A call to join marchers from throughout the world:
From New Zealand to southern Argentina
the World March
comes through L.A. on Wednesday, December 2!
The World March is covering 35 countries, 4 continents and 60 days after setting out from New Zealand. Now it’s our turn to express ourselves and take a stand: for the abolition of nuclear weapons, for an end to war as a means of resolving conflict, and for a new global consciousness based on nonviolence & the rejection of all forms of violence.
For information about the World March: http://www.theworldmarch.org, http://www.worldmarchusa.net
Let’s show the international peace communities the best of L.A. Join us for as many of these activities on Wednesday, December 2 as you can:
For public transportation to any of these locations, go to http://www.metro.net.
10 AM: Press Conference at City Hall, 200 N. Spring St. Los Angeles, CA 90012
12 PM: Greeting by the Tongva Nation (the indigenous people of what’s now L.A.)

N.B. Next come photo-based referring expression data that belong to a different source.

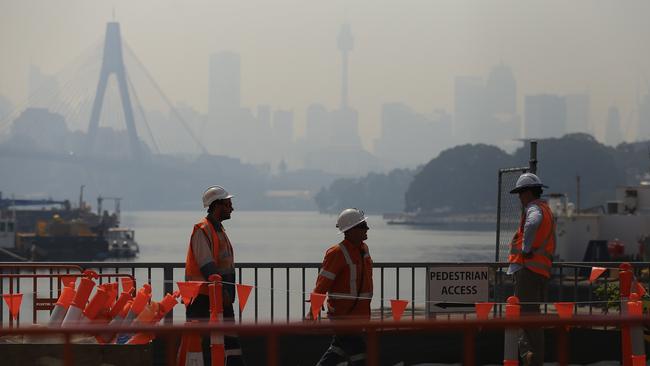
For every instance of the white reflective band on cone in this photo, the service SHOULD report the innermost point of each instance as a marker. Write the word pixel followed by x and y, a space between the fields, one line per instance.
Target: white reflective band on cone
pixel 73 316
pixel 57 316
pixel 129 317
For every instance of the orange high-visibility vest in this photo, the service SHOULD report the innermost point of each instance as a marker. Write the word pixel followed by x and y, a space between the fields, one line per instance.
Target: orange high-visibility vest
pixel 346 276
pixel 222 254
pixel 543 246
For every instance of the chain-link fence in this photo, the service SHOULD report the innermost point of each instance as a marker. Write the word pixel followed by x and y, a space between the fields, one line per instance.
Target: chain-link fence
pixel 508 210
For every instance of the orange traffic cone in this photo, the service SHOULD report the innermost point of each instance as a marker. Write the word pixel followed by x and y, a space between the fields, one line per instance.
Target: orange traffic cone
pixel 75 311
pixel 61 307
pixel 141 299
pixel 164 307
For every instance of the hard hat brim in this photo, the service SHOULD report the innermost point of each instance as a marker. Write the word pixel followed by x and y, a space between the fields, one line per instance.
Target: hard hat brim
pixel 218 199
pixel 342 230
pixel 521 189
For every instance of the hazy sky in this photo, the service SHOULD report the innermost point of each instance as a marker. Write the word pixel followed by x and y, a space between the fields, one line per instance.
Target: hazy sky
pixel 406 51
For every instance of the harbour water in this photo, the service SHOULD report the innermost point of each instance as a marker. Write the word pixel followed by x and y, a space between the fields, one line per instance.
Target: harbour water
pixel 280 236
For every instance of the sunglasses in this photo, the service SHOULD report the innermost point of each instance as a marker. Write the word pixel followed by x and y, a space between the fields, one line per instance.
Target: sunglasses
pixel 363 225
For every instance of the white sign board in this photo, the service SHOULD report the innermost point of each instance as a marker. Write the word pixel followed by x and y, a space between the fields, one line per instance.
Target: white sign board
pixel 456 289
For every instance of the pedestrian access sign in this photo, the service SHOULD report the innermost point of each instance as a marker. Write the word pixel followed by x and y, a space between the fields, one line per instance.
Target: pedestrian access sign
pixel 456 289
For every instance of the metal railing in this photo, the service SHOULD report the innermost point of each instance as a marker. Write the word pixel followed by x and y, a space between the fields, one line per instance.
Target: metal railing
pixel 282 289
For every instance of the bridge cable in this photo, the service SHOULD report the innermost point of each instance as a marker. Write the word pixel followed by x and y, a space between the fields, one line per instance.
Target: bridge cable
pixel 166 99
pixel 142 113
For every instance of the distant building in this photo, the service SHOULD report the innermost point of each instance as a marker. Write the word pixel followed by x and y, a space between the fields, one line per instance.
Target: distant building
pixel 643 127
pixel 283 127
pixel 345 43
pixel 469 108
pixel 318 131
pixel 545 116
pixel 409 138
pixel 577 113
pixel 40 130
pixel 613 131
pixel 487 112
pixel 501 91
pixel 264 116
pixel 224 85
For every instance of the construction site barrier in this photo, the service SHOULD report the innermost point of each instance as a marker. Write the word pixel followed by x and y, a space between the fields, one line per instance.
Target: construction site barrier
pixel 371 328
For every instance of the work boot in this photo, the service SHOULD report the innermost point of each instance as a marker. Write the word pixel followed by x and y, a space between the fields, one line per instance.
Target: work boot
pixel 527 358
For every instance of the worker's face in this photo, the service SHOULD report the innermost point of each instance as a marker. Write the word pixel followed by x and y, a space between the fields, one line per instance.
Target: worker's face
pixel 223 210
pixel 358 233
pixel 526 197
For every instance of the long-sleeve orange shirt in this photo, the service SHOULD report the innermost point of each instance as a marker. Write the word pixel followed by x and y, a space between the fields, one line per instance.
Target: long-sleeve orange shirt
pixel 346 276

at Farmlab (across from the cornfields) 1745 N. Spring St, Unit 4, Los Angeles, CA 90012 http://farmlab.org/2006/12/what-is-farmlab_11.html (see “map” link for driving directions); alsohttp://notacornfield.com/events/underspring.html Potluck afterwards.
6 PM: March down Wilshire Boulevard starting at MacArthur Park (bring flashlights and any flags, banners, placards that express peace.)

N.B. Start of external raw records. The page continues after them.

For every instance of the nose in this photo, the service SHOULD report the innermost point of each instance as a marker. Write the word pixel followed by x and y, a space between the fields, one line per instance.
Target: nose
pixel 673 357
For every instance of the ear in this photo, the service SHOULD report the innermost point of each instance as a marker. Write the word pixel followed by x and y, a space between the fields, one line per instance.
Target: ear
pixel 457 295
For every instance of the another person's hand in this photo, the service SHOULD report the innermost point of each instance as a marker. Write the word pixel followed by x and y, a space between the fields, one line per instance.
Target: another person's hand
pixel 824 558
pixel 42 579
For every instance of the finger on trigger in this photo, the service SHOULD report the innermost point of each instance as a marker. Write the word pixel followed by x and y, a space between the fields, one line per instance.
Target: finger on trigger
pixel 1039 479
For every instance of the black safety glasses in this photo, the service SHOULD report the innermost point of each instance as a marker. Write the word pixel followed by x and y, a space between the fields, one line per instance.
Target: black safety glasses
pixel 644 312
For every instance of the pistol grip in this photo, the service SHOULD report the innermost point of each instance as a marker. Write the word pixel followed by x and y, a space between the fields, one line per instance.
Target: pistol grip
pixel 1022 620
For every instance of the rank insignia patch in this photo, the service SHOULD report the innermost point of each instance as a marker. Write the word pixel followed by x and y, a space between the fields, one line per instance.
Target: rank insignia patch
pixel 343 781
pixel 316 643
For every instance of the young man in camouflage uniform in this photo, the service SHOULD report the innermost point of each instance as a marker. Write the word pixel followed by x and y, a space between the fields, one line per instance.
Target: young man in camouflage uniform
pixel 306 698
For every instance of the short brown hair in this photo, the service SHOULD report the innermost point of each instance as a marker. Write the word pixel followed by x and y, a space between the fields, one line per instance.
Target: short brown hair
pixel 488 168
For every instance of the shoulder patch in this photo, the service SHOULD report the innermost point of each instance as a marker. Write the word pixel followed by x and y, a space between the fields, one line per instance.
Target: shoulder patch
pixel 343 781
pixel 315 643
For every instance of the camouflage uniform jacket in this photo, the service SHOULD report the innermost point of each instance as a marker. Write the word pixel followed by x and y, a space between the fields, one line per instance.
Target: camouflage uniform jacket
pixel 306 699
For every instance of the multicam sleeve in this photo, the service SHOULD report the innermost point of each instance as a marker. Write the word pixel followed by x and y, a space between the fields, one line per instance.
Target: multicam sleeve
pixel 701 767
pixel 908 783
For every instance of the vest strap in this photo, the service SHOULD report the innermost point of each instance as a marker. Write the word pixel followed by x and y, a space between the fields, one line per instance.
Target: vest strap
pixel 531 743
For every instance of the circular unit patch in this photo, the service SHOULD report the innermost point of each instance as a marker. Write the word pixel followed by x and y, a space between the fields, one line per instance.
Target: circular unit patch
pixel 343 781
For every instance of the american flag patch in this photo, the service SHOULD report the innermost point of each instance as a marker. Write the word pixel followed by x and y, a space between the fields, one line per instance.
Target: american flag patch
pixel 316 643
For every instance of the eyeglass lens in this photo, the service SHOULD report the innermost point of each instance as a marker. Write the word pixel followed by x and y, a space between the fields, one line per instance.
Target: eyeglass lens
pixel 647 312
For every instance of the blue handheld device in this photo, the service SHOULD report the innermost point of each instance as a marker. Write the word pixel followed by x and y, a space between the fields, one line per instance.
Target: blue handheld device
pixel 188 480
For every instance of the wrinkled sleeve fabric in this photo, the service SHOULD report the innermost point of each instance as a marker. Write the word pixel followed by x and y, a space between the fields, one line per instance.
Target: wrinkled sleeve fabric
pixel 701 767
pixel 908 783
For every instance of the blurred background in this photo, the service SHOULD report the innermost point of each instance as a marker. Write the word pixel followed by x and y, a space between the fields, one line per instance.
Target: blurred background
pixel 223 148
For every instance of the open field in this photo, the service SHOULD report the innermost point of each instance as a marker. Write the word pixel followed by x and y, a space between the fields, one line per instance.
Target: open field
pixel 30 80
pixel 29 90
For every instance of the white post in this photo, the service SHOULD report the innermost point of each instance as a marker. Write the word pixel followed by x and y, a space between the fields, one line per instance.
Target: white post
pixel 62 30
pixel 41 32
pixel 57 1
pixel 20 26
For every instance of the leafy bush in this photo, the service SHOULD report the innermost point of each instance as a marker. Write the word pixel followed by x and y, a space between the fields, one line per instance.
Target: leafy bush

7 PM: Peace Concert at Immanuel Presbyterian Church, 3300 Wilshire Blvd, Los Angeles, CA 90010-1757
The demands:
• nuclear disarmament at a global level
• the immediate withdrawal of invading troops from occupied territories
• the progressive and proportional reduction of conventional weapons
• the signing of non-aggression treaties between countries
• the renunciation by governments of the use of war as a means to resolve conflicts
Gregory Sotir
http://www.militaryfreeschools.org
We will be able to triumph over terrorism not by waging war on it, but through a conscious, fearless way of life. If there is a choice between absolute safety and freedom, then freedom must always prevail.
–Salman Rushdie, August 2006
Kid #1: “Boy, I’m pissed off! My parents put some coal into my stocking over the Christmas mantle. Guess I better shape up.”

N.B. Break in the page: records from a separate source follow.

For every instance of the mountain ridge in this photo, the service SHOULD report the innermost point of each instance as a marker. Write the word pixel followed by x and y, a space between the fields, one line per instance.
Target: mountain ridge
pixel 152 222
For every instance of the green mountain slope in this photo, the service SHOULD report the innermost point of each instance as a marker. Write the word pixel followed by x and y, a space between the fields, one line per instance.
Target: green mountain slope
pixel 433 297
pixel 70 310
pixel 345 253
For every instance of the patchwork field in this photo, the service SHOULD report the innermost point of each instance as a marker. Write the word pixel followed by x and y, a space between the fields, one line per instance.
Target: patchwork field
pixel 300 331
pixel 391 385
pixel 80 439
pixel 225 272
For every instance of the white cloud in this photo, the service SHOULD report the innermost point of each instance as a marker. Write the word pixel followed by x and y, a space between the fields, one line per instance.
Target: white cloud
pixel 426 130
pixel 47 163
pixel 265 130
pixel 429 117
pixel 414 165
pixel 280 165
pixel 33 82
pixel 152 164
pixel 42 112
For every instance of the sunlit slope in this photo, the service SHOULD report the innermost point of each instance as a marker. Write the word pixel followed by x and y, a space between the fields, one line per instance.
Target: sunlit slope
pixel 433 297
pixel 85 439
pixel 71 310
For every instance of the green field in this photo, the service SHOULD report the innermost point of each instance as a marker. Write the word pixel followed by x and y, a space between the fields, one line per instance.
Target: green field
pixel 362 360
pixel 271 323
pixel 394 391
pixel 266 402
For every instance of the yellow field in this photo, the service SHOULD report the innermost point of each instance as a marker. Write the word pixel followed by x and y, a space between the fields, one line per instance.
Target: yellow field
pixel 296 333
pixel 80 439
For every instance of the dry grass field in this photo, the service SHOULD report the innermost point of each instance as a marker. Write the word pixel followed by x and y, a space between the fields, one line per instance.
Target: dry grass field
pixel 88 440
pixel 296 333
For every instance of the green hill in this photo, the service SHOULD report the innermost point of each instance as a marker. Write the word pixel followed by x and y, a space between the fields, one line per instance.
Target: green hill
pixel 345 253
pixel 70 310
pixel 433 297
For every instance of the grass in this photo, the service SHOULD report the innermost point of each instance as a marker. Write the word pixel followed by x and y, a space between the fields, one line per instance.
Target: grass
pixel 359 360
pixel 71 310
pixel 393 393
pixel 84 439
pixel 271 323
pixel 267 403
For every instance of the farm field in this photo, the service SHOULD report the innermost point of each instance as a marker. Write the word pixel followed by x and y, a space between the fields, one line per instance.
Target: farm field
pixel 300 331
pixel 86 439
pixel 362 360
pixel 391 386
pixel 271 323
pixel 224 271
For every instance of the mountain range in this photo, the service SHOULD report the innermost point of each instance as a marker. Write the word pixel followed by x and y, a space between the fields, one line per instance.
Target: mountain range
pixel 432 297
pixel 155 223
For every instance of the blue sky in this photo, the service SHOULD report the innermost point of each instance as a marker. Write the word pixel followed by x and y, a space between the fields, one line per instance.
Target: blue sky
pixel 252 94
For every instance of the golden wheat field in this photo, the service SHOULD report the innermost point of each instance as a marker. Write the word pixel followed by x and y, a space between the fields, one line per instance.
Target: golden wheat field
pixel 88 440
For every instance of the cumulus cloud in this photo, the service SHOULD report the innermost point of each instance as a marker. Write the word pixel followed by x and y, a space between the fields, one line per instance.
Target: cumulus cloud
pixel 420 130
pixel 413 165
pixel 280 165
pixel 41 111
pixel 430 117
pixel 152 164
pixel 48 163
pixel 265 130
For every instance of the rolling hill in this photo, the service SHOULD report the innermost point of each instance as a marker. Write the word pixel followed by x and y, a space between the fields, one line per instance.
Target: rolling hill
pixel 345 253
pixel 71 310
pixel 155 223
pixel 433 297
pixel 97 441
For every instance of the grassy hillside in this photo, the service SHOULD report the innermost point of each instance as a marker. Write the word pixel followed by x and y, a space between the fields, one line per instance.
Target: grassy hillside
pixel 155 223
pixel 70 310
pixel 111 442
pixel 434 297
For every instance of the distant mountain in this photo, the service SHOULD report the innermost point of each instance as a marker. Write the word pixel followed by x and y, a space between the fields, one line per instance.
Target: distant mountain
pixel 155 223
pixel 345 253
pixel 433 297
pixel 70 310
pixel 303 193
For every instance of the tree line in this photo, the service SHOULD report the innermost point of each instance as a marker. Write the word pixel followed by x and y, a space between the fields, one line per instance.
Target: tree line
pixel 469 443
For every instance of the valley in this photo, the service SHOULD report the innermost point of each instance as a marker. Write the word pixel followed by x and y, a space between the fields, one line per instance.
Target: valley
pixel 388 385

Kid #2: “Stop whining! At least you got something useful. Maybe you can use it for sketching or tagging or sumpthin’. My parents put a copy of Palin’s “Going Rogue” in my Christmas stocking.”
Hey Margot!
Still up? Got our Christmas tree and it is even decorated!
Speaking of crony capitalists… which one is the loyal Bushie?
Kuwaiti conglomerate sues Carlyle
What’s a little screw-up amongst friends?
A little fallout here, a little fallout there… pretty soon you’re talking real rads…
I’m up! You guys are so far ahead of us, we’ll never catch up.
Yes, weekends are like that for me, I never catch up until too late. But this cold Monday took us off to the movies to see “An Education.” Wow, wonderful.